今までもずっと、あれこれと理由を付けて俺自身から言い逃れをしていただけで、俺の探しものなんて本当は何も無いのかもしれない。

それに、噂の真偽がどうであれ、あの水面に何も映らなければ――ほら、結局俺は空っぽだ。


 もし何も映らなかったら――俺はここで、アナさん達にどんな顔を見せればいいのだろう。

やっぱ嘘じゃねーかコラなどと声を張り上げて怒ったり、笑って誤魔化す気力なんて、俺にはもう無い。

それならいっそ大声で泣いてしまおうか、そうも思ったが、俺は別に誰かに同情して欲しい訳でも、誰かを責めたい気持ちになっている訳でもないのだから、余計に虚しいだけだと思った。

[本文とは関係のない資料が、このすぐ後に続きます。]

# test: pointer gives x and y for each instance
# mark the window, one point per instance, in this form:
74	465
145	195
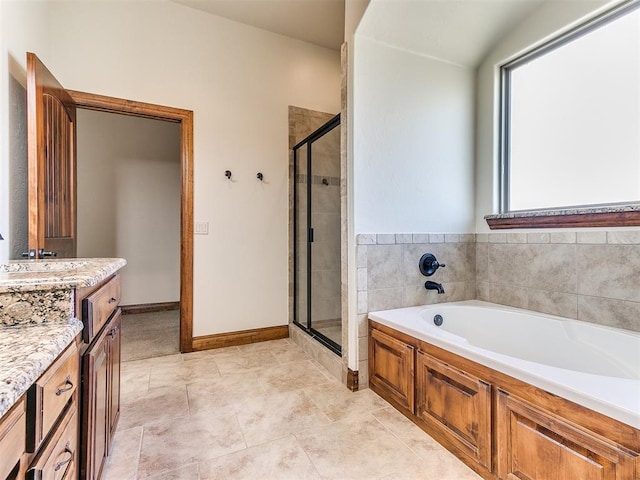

「さてと……噂がどこまで本当なのかまでは解らないし、この泉がいつまであるのかも定かじゃない。早速始めようよ、少年。」


 背もたれにしていた木から、アナさんが軽々と体を起こした。

俺はそれを見て、更にアナさんのあっけらかんとした提案を聞いて、いよいよ自分が愚かな勘違いをしていたことに気付いた。


 というのも、最初この空間に辿り着いた時、アナさんはガチャ子のように真っ先に泉を覗き込もうとはせず「少し休ませて」と言って木の幹にもたれ掛かっていた。

そこで大きなため息をついたアナさんを見て俺は、アナさんにも何かきっとあの泉を覗きたくない理由があるのだと、そう思っていた。

が、どうやらそれは見当違いだったらしい。

つまり、年甲斐も無く長距離を歩いたことで、絶望的に体力を消耗したというだけの話だった。


 結局のところ、この場で悲観的なのは俺ひとりだけだ。

そしてアナさん達にとってこの件は、どこまでいっても他人事でしかないのだろう。

だから、こうも無慈悲でいられる。

考えなしに、心無い言葉が出て来る。

ヒトの悩みに、心に、ずけずけと土足で踏み込んで、好き放題に引っ掻き回して……。

――だけどそれは、俺が好きになれないあの頃の俺だって同じだった。


「……。」




――だから俺は、俺を待たずに歩き始めたアナさんの背中に、何も言えなかった。







成長してるはずなのに逆に少しずつ村に居た頃の卑屈な感情と重なっていくこの感じが良いんだってさぁ~。